LG Frankfurt, 2-13 S 78/19, Urteil vom 4.6.2020
WEG-Recht Fensteraustausch als ordnungsgemäße Instandhaltung, Gesamtkonzept, Handwerker statt Sachverständiger
Im Namen des Volkes
Urteil
In dem Rechtsstreit
hat die 13. Zivilkammer des Landgerichts Frankfurt am Main durch den Vorsitzenden Richter am Landgericht Dr. Zschieschack die Richterin am Landgericht Kling
den Richter Dr. Orthmann
im schriftlichen Verfahren mit Schriftsatzfrist bis 04.06.2020
für Recht erkannt:
1. Auf die Berufung der Beklagten wird das Urteil des Amtsgerichts Offenbach vom 08.04.2019, Az. 310 C 39/17 abgeändert und die Klage abgewiesen.

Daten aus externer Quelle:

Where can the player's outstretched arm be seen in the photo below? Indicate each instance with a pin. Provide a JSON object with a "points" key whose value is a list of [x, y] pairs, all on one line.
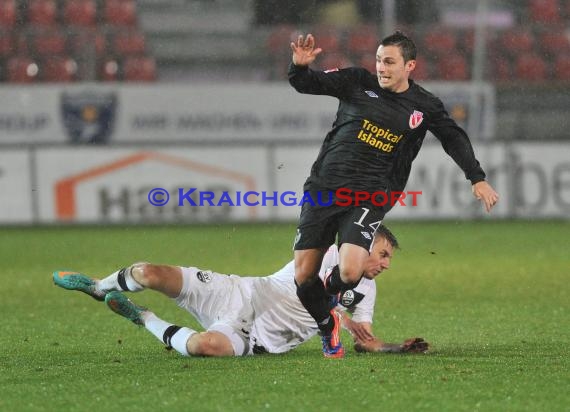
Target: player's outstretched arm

2. Die Kosten des Rechtsstreits trägt die Klägerin.
3. Das Urteil ist vorläufig vollstreckbar.
4. Die Revision wird nicht zugelassen.
Der Streitwert wird für beide Instanzen auf bis 5.000,00 € festgesetzt.
I.
Die Parteien bilden die WEG Richard-Wagner-Str. 10, 12, 14, Obertshausen. Sie streiten über die Gültigkeit des auf der Versammlung vom 18.05.2017 von den Wohnungseigentümern gefassten Beschlusses unter TOP 5, der lautet: „Die Hausverwaltung wird beauftragt, die vorliegenden Aufträge zur Instandhaltung der Fenster zu vergeben. Die Gesamtsumme von 35.132,79 € wird durch eine Sonderumlage entsprechend der Eigentumsanteile erbracht. Die entsprechende Summe wird den Eigentümern durch die Hausverwaltung umgehend mitgeteilt und muss bis zum 01.07.2017 auf das bekannte Wohngeldkonto der WEG eingezahlt werden.“
Der Anfechtungsklage der Klägerin, welche der Meinung ist, der Beschluss entspreche nicht ordnungsmäßiger Verwaltung, weil die auszutauschenden Fenster nicht erneuerungsbedürftig seien, hat das Amtsgericht stattgegeben und den Beschluss für ungültig erklärt. Zur Begründung führte es aus, dass der Beschluss ordnungsmäßiger Verwaltung widerspreche, soweit es sich um eine modernisierende Instandsetzung im Sinne von § 22 Abs. 3, 21 Abs. 3 WEG handelt. Soweit der Fensteraustausch eine Modernisierung in Sinne von § 22 Abs. 2 WEG darstelle, fehle es am Vorliegen der Voraussetzungen, da eine unbillige Beeinträchtigung anderer Wohnungseigentümer gegeben sei. Eine nicht ordnungsmäßige Verwaltung bzw. eine unbillige Beeinträchtigung läge vor, weil ein Gesamtkonzept für die Erneuerung der Fenster der Liegenschaft fehle. Verwaltung und Wohnungseigentümer verführen seit Jahren nach einem erörterten, aber nicht beschlossenen oder vereinbarten Konzept. Zwar seien Wohnungseigentümer nicht stets gehalten, einen Plan für Instandsetzungs- oder Modernisierungsarbeiten aufzustellen. Im vorliegenden Fall sei dies jedoch anders zu beurteilen. Da noch eine Vielzahl von Fenstern aus der Zeit vor 1998 stammten, könne der Beschluss nicht isoliert betrachtet werden. Da die Eigentümer sich nicht rechtlich an das praktizierte Konzept gebunden hätten, bestünde die Gefahr, dass bei identischen Sachverhalten in der Zukunft in einem Fall der Antrag auf Austausch eines Fensters gebilligt, in einem anderen Fall aber abgelehnt werde. Dies berge die Gefahr unbilliger Ergebnisse.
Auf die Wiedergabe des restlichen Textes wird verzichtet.